I was in Budapest last week leading a study tour from my university and while there, a group of us visited the House of Terror (Terror Haza) museum. It was the best history museum I have ever visited (although this fact is not reflected in their website, which still needs work).
The museum itself is housed in the building on Andrassy utca that was the headquarters of the Hungarian Arrow Cross (fascist) movement and then the headquarters of the state secret police during the Stalinist period. It is, of course, quite symbolic that the state secret police would use the same headquarters as the fascists and this gave the entire structure a kind of chilling overlay. When you enter the museum, the first thing you see is a T-54 tank perched in the center of an open atrium. Oil leaks from beneath the tank as though it is damaged and pours down into the basement below, giving the image that the tank is floating on a pool of its own oil. On the wall above it are pictures of victims of the fascist and communist terrors, their faces reflected in the oil pouring out beneath the tank.

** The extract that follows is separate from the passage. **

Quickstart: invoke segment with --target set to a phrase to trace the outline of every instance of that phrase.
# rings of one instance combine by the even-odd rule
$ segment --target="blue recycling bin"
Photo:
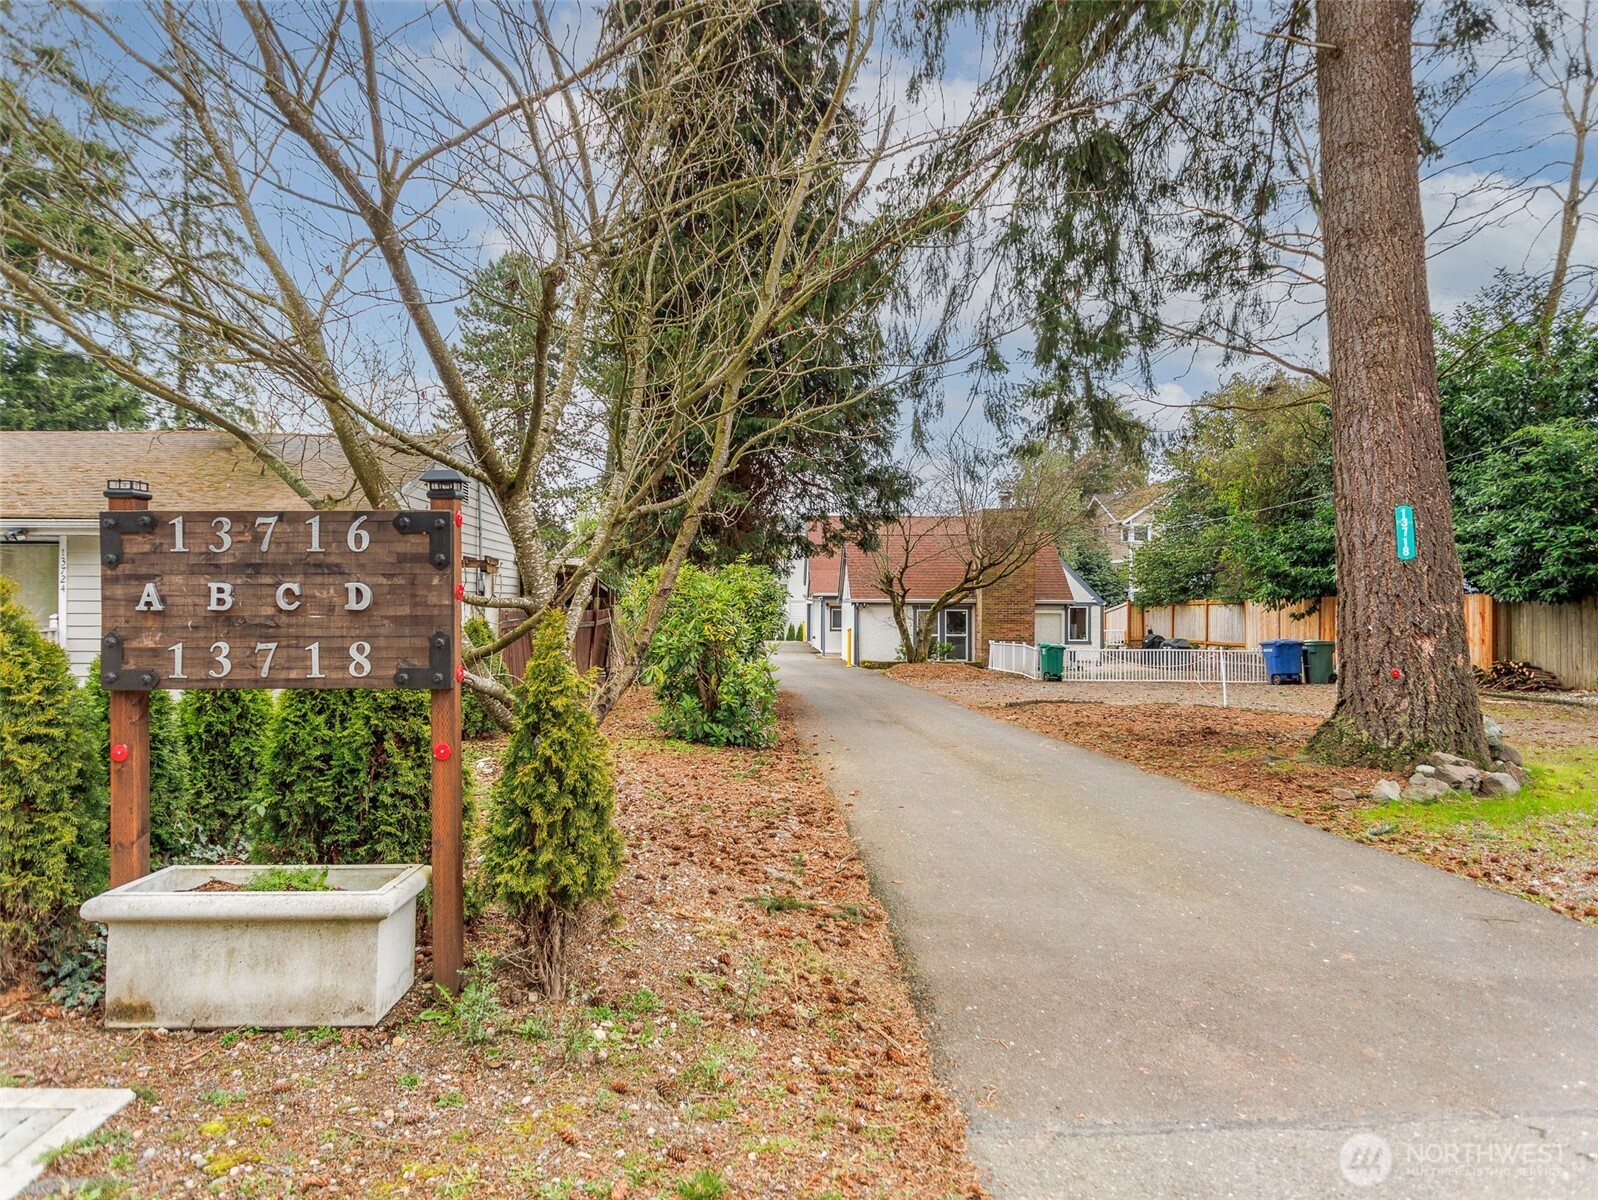
[[[1265,674],[1272,683],[1304,682],[1304,643],[1296,638],[1272,638],[1261,642],[1265,653]]]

The museum itself utilizes the latest multi-media techniques–lots of video and audio, sometimes creating clashing voices that overstimulate, other times forcing you to focus on just one screen, one voice. Many of the screens activate their audio only when you are close, others shout at you as you pass through the room. Objects are displayed very well and the museum is high-touch–visitors are encouraged to touch many of the artifacts on display.
In the basement one wanders through rooms that once upon a time were detention and torture cells–recreated now from pictures and memories–and the smell is one of fear and decay. Most chilling, perhaps, is the final display–images of the “victimizers”, many of whom are still alive according to the dates under the photographs. The fact that so many of the victimizers are still alive shocked several of my students into realizing that this story has not ended.
A Hungarian colleague of mine told me this week that the launching of the museum was not without major controversy. The first plan for the museum, proposed under a right-wing government, was for a space devoted only to the communist terror. Only after many protests (and a change of government) did the fascist terror become part of the final plan for the space.
When you go to the website, you have to click the upper link for “museum” and then click the links to the left that then appear to get a sense for the overall collection. The website of this museum is proof that a fabulous museum and a fabulous website do not have to co-exist. Perhaps one day soon the website for the House of Terror will catch up to the exhibitions in the building.